Spending a week in Welles's orbit, Richard learns how to light a match in the coolest possible way, how to impress a girl and, like Icarus, he discovers what happens when you get too close to a star. He rubs elbows with plenty of real people who were fast becoming Welles' loyalists, like Houseman, Joseph Cotton (James Tupper), George Coulouris (Ben Chaplin) and radio star Les Tremayne (Michael Brandon) as well as one fictional dream girl, Sonja (Claire Danes), a Vassar grad who functions as the production's girl Friday and occasionally, as Welles requires it, geisha to the resident genius.

McKay's performance, which marries physical resemblance to internal channeling — he's practiced in this, having written and performed a one-man show called Rosebud: The Lives of Orson Welles — is exceptional. But there's one insurmountable problem: his age. He's 36, and passing for Welles at 22 is more than a stretch, especially when you're up against the world's biggest teenybopper. When Orson and Richard are briefly positioned as romantic rivals for Sonja, it's ludicrous, no matter how much charisma Efron exudes — since our perception of him is as a man in his mid-30s, based on McKay's appearance, it hardly seems like a legitimate context. Sonja is not as worldly as she'd like us to believe — she's all red lipstick and knowing looks — but she and Richard still seem light-years apart in terms of maturity. It doesn't help the plot's credibility that there's something slightly off about Danes — her vivacity is a kettle threatening to boil over — and that we, along with Richard, have already met his far better match, a quirky aspiring writer (the adorable Zoe Kazan) who is his equal in unjaded excitement.

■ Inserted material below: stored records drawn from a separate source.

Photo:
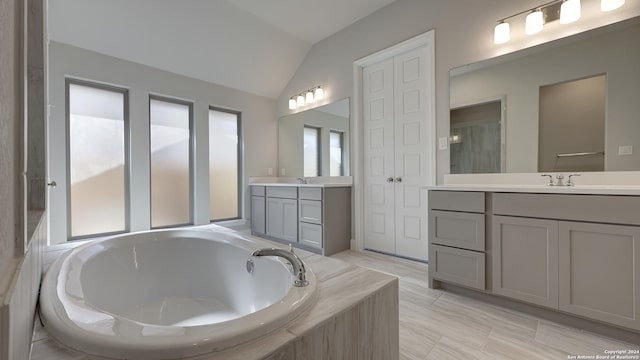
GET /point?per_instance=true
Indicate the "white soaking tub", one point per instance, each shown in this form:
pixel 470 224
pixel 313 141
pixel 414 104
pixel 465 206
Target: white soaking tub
pixel 168 294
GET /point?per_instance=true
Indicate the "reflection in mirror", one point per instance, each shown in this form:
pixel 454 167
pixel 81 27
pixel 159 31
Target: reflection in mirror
pixel 315 142
pixel 553 119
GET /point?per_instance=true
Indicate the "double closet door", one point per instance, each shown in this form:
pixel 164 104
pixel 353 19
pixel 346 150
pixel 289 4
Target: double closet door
pixel 396 140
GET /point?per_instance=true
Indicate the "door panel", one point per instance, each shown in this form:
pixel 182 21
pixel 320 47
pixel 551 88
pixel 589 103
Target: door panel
pixel 411 152
pixel 378 157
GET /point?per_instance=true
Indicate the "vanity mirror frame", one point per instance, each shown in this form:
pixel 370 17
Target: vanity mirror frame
pixel 619 107
pixel 326 119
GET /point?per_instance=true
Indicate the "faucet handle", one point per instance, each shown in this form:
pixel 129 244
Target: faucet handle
pixel 570 182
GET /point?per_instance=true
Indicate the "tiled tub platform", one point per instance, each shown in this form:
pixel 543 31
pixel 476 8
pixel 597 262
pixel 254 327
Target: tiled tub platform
pixel 355 317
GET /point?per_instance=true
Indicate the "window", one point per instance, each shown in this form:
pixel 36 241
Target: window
pixel 97 132
pixel 170 145
pixel 336 153
pixel 311 151
pixel 224 164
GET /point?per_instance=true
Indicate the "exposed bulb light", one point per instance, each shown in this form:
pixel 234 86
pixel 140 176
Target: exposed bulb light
pixel 501 33
pixel 569 11
pixel 534 23
pixel 608 5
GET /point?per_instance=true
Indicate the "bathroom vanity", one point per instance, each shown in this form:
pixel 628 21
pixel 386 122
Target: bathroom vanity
pixel 575 250
pixel 315 217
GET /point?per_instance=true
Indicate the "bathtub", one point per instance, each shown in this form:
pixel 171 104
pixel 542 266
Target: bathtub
pixel 168 294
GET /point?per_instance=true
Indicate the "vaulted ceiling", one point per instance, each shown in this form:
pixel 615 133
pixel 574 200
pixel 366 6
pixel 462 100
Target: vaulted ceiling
pixel 250 45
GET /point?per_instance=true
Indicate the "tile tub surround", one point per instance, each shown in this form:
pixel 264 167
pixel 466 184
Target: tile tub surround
pixel 356 317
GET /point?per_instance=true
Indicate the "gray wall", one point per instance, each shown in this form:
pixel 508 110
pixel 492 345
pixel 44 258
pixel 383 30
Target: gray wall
pixel 464 34
pixel 259 123
pixel 10 122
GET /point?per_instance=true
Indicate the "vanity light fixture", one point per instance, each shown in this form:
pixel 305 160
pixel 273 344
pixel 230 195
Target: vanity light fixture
pixel 306 97
pixel 608 5
pixel 567 11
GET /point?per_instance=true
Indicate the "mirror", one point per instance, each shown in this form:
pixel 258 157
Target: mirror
pixel 568 105
pixel 315 142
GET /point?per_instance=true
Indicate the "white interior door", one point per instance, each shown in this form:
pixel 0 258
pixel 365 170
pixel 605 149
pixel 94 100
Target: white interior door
pixel 398 156
pixel 411 117
pixel 379 211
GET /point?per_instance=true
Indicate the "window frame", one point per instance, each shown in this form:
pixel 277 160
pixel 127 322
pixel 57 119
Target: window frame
pixel 191 181
pixel 240 154
pixel 127 153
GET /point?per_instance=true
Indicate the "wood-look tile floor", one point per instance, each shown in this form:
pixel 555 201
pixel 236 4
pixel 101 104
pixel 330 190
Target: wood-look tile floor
pixel 436 324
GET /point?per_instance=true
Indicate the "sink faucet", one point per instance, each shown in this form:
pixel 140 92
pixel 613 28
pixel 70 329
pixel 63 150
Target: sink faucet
pixel 296 263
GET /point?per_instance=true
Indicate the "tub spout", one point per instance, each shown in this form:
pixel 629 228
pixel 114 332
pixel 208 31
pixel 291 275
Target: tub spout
pixel 296 263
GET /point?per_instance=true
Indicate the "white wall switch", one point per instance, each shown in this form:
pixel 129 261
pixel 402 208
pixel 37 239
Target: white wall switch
pixel 625 150
pixel 443 142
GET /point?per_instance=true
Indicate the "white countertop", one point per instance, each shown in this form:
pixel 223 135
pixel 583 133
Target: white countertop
pixel 577 189
pixel 303 185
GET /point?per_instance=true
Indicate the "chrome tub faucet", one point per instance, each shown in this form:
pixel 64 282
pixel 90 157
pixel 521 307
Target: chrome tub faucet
pixel 297 265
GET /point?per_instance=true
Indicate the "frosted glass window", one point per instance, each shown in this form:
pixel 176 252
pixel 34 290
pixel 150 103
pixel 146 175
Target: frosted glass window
pixel 170 142
pixel 223 164
pixel 336 153
pixel 311 151
pixel 97 167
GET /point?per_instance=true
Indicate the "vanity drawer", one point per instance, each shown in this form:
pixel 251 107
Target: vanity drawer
pixel 471 201
pixel 286 192
pixel 592 208
pixel 310 211
pixel 463 230
pixel 310 193
pixel 463 267
pixel 257 190
pixel 311 235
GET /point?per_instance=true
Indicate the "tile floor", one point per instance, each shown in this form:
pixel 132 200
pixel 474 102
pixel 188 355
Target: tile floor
pixel 439 325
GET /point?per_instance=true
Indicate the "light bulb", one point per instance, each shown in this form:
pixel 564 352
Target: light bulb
pixel 608 5
pixel 569 11
pixel 501 33
pixel 534 22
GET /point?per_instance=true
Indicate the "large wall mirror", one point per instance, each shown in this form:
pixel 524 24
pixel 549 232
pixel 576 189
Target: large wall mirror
pixel 568 105
pixel 315 142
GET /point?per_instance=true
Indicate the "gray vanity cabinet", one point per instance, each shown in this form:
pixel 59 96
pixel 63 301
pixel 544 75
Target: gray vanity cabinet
pixel 314 218
pixel 457 238
pixel 258 210
pixel 600 272
pixel 525 259
pixel 282 213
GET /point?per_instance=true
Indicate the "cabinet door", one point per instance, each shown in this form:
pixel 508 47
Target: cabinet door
pixel 600 272
pixel 525 259
pixel 290 220
pixel 257 215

Linklater (Dazed and Confused, School of Rock) usually sticks to contemporary stories, or ones set in the recent past. (An exception, The Newton Boys, a 1920s-set western, was his least memorable film.) Nothing about Me and Orson Welles suggests a directorial affinity for period pieces. When a vintage ambulance pulls up to transport Welles around Manhattan, you half expect the prop master to pop out and buff the hood with pride. But Linklater's great strength lies in showing how "families" form in unexpected places, especially when it's a question of putting on a show. Here we're witnessing not only genius at work (watching rehearsals, we might doubt this Julius Caesar, but what we see of the opening night is electrifying; that's when you really thrill to McKay's Welles) but also the way Richard falls in love with the idea of theatrical family.

In one scene, Richard is exploring backstage, and we feel his pleasure in his insider status; he's puffed up from it. Then he lights a match to better examine graffiti left by someone who walked these boards in earlier days and inadvertently sets off the theater's sprinkler system, dousing everything, including Welles, who is madder than a wet cat. It perfectly catches the mood of the theater as seductress: one minute, she wants you, she makes you feel blessed, another, she reminds you what a buffoon you are to believe you belong here.